Protecting LLMs with Guardrails

Note

In this scenario we expect the platform is equipped with the Envoy Gateway infrastructure configured for guardrails management.

This tutorial shows how to protect LLMs with Guardrails.

We will use a generic LLM to be protected by guardrails, specifically the OpenAI /v1/completions API calls.

Setting up the Service

To test the scenario, we use a generic LLM model, such as gemma3 and usr the KubeAI runtime for deploying the model in the platform.

llm_function = project.new_function("llm",
                                    kind="kubeai-text",
                                    model_name="gemma3",
                                    url="ollama://gemma3:latest",
                                    engine="OLlama")

Run and test the unprotected function:

llm_run = llm_function.run(action="serve")

# Test the function
import requests

BASE_URL = llm_run.refresh().status.service['url']
MODEL = llm_run.status.openai["model"]
data = {
    "model": MODEL,
    "prompt": "Hello!"
  }

res = requests.post(f"{BASE_URL}/completions", json=data)
res.json()

Setting up the Guardrail

We will use a Guardrail implementation based on GuardrailsAI framework. The framework targets LLM applications and provides a collection of predefined validators that can be used to enforce constraints on the output of the LLM.

Specifically, the function uses Toxic Language validator and blocks the inappropriate requests.

import nuclio_sdk
import os
import json
from guardrails import Guard, OnFailAction

def init_context(context: nuclio_sdk.Context):
    context.logger.info("Initializing guardrails...")
    from guardrails.hub import ToxicLanguage
    guard = Guard().use(
        ToxicLanguage, threshold=0.5, validation_method="sentence", on_fail="exception"
    )
    setattr(context, "guard", guard)

def handler_serve(context: nuclio_sdk.Context, event: nuclio_sdk.Event):
    if isinstance(event.body, bytes):
        body = json.loads(event.body)
    else:
        body = event.body

    prompt = body['prompt'] if 'prompt' in body else None

    if prompt:
        try:
            guard.validate(prompt) 
        except Exception as e:
            return context.Response(body="Toxic language used",
                            headers={},
                            content_type='text/plain',
                            status_code=400)

    return event.body

Register the function in platform and run it:

guardrail_func = project.new_function(
                            name="toxic-guardrail",
                            kind="guardrail",
                            python_version="PYTHON3_10",
                            code_src="src/guardrail_service.py",
                            handler="handler_serve",
                            init_function="init_context",
                            processing_mode="preprocessor",
                            requirements=["guardrails-ai==0.5.0", "transformers==4.42.0"]
                           )

Build the function image

The GuardrailsAI library is based on predefined or custom guardrail validators.
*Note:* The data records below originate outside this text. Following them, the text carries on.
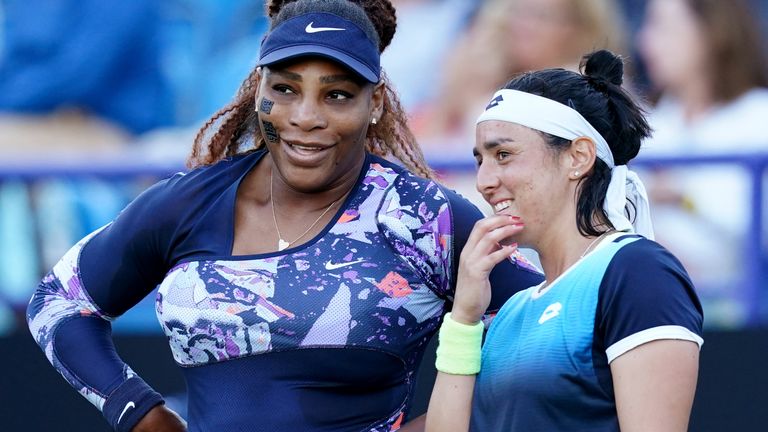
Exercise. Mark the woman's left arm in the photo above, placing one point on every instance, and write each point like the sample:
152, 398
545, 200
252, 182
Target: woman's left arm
654, 385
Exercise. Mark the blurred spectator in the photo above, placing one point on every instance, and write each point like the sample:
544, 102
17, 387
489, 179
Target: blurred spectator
706, 60
98, 58
508, 37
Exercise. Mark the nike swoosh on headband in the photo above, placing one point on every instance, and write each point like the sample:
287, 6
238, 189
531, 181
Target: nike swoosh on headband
310, 29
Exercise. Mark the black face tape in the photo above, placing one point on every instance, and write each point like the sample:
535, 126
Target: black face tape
271, 132
266, 105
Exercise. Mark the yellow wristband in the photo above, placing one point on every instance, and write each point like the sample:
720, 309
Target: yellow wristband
458, 351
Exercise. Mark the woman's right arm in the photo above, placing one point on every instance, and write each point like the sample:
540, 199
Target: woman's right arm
97, 280
450, 406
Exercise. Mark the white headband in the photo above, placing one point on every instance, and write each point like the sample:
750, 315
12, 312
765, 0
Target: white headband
554, 118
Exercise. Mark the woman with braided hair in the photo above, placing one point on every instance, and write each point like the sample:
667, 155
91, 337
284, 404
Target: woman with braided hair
301, 274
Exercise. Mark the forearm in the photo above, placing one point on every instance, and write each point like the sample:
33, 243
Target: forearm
75, 336
451, 403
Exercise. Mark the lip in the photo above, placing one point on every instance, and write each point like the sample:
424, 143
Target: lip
305, 153
500, 205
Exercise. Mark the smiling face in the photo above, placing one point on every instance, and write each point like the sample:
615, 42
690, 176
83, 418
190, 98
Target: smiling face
520, 175
314, 115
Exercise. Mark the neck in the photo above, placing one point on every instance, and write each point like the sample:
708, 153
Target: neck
562, 249
291, 200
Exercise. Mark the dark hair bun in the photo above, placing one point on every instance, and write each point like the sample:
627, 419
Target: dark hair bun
603, 65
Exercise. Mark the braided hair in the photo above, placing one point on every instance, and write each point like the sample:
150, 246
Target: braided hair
234, 129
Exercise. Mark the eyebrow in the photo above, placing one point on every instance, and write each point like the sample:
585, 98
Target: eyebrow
331, 79
287, 75
490, 145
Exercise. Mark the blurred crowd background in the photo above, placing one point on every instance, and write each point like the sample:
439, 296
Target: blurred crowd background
99, 98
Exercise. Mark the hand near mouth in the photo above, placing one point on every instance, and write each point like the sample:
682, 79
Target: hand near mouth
484, 249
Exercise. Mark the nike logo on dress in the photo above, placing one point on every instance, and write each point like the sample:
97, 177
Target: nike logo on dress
550, 312
128, 406
333, 266
311, 29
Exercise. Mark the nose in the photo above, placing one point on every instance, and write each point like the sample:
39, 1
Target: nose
487, 179
307, 115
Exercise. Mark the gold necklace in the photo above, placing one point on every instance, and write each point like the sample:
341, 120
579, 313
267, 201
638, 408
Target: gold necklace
283, 244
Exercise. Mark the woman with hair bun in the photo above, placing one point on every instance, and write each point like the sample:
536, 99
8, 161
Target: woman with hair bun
301, 274
610, 340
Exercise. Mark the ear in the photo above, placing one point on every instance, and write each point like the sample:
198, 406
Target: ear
259, 76
580, 158
377, 100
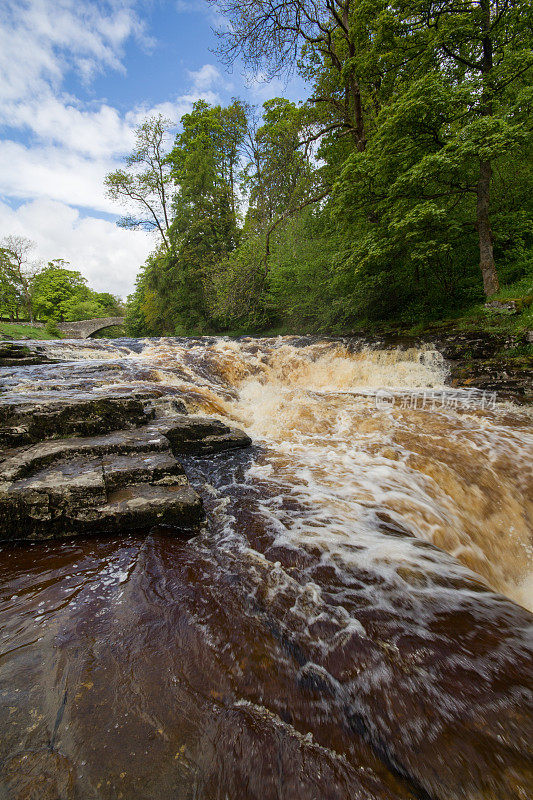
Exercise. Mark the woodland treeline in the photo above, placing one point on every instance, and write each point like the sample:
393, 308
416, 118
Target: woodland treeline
31, 290
402, 188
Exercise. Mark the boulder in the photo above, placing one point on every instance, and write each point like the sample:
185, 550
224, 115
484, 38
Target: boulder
26, 421
117, 482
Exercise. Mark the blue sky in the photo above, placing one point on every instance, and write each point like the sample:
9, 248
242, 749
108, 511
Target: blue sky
75, 80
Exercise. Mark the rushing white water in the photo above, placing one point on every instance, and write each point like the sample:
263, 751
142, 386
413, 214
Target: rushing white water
338, 630
353, 434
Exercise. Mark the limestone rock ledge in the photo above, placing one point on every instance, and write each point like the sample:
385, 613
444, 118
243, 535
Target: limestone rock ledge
117, 482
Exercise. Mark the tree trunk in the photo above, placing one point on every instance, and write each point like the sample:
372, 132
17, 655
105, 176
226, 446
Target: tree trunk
486, 255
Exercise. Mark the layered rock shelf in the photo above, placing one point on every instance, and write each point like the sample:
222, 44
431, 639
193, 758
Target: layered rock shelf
101, 464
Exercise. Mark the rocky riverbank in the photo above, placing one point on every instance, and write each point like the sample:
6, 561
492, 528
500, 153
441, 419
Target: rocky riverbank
491, 361
104, 463
108, 461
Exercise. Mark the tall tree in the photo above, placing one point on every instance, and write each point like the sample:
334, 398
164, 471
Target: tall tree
17, 255
143, 185
488, 45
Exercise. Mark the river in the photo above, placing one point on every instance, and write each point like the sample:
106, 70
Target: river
352, 623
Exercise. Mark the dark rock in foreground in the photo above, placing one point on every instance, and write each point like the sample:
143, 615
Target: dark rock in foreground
120, 481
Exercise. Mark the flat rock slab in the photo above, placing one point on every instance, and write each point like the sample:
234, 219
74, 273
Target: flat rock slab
117, 482
89, 415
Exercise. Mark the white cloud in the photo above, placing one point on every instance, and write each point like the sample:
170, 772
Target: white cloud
56, 173
69, 146
109, 257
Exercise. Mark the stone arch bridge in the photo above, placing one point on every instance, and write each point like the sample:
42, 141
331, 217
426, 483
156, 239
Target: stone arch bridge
86, 327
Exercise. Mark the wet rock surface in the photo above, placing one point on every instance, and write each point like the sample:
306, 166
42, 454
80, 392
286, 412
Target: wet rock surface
118, 481
15, 354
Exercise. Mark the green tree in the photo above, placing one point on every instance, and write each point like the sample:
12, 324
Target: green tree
143, 185
56, 288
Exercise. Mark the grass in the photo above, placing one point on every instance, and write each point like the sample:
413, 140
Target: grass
14, 331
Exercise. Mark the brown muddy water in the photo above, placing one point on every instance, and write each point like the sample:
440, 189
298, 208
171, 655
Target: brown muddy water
352, 624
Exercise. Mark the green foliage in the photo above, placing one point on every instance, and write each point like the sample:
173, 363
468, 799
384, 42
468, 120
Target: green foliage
15, 331
51, 329
55, 289
402, 190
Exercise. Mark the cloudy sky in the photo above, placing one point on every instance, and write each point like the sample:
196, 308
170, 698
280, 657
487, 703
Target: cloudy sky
76, 77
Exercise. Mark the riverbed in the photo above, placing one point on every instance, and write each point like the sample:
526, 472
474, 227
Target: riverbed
352, 621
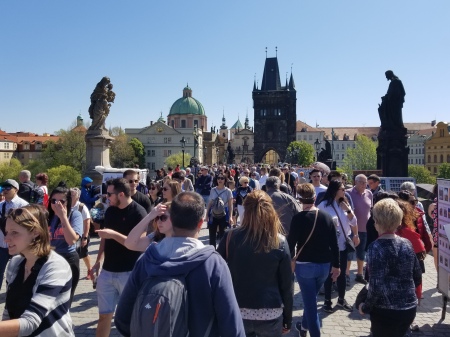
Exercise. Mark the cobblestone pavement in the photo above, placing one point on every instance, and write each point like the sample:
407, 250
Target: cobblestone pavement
340, 323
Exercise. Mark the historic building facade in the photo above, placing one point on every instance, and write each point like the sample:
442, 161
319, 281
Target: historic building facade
186, 119
437, 148
275, 112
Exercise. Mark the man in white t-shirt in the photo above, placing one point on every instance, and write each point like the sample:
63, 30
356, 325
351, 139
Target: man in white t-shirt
316, 177
82, 208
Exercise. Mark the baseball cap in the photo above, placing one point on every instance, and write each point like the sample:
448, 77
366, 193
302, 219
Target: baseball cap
11, 182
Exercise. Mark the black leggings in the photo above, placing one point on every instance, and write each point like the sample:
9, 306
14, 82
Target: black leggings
222, 224
74, 263
341, 282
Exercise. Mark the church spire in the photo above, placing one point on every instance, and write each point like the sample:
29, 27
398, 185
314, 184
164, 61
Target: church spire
291, 82
246, 126
223, 126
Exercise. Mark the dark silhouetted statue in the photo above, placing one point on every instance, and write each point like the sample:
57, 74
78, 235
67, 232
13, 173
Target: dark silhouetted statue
390, 109
101, 99
392, 150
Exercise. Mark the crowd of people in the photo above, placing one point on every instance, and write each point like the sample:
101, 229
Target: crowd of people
265, 224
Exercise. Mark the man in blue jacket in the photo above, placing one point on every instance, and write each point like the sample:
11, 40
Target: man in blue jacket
209, 287
86, 196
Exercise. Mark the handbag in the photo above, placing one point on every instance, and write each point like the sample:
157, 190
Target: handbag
349, 244
300, 250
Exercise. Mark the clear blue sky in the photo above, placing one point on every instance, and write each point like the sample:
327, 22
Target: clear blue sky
54, 52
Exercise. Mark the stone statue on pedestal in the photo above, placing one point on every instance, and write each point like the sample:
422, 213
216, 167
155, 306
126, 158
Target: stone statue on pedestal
98, 140
392, 150
390, 109
101, 99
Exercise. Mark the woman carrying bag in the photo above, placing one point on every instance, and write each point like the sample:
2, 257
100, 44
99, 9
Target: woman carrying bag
314, 234
335, 203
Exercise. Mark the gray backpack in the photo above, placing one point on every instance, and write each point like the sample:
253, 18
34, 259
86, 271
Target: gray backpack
218, 208
161, 308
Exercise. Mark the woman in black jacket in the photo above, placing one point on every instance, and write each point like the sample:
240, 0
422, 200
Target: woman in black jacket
259, 261
313, 233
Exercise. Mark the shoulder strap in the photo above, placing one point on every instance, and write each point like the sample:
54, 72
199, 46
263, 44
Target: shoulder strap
309, 237
227, 244
340, 223
4, 210
219, 194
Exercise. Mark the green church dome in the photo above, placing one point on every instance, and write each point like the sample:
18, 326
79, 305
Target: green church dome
187, 105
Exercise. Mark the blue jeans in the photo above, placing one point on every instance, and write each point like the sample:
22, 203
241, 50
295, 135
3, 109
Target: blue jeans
4, 258
311, 276
272, 328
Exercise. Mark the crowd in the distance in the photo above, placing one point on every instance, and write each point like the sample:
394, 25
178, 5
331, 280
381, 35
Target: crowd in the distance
265, 224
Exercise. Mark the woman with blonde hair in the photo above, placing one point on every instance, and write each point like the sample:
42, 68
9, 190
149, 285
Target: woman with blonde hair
170, 189
394, 274
39, 280
260, 265
241, 193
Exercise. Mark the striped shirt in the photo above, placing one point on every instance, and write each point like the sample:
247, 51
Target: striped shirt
48, 312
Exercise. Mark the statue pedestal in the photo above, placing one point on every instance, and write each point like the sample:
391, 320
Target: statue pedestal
392, 152
98, 143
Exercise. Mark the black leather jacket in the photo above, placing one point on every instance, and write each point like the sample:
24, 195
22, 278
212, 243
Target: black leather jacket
260, 280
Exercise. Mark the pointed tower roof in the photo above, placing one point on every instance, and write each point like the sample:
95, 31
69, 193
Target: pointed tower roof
291, 82
223, 126
271, 76
237, 125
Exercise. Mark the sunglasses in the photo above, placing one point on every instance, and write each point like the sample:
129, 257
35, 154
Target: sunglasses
162, 217
54, 201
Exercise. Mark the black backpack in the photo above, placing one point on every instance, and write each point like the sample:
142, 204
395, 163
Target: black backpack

Predefined validators may be obtained from the Guardrails AI hub, downloaded and deployed. In this scenario, we will use predefined guardrails that should be integrated in the service. To make it efficient, the guardrails should be integrated in the underlying container image and we will build it for this function.

First, we need an API KEY from Guardrails AI to access the hub. We will add to the project as a secret.

secret = project.new_secret(name="GUARDRAILS_API_KEY",
                            secret_value="value")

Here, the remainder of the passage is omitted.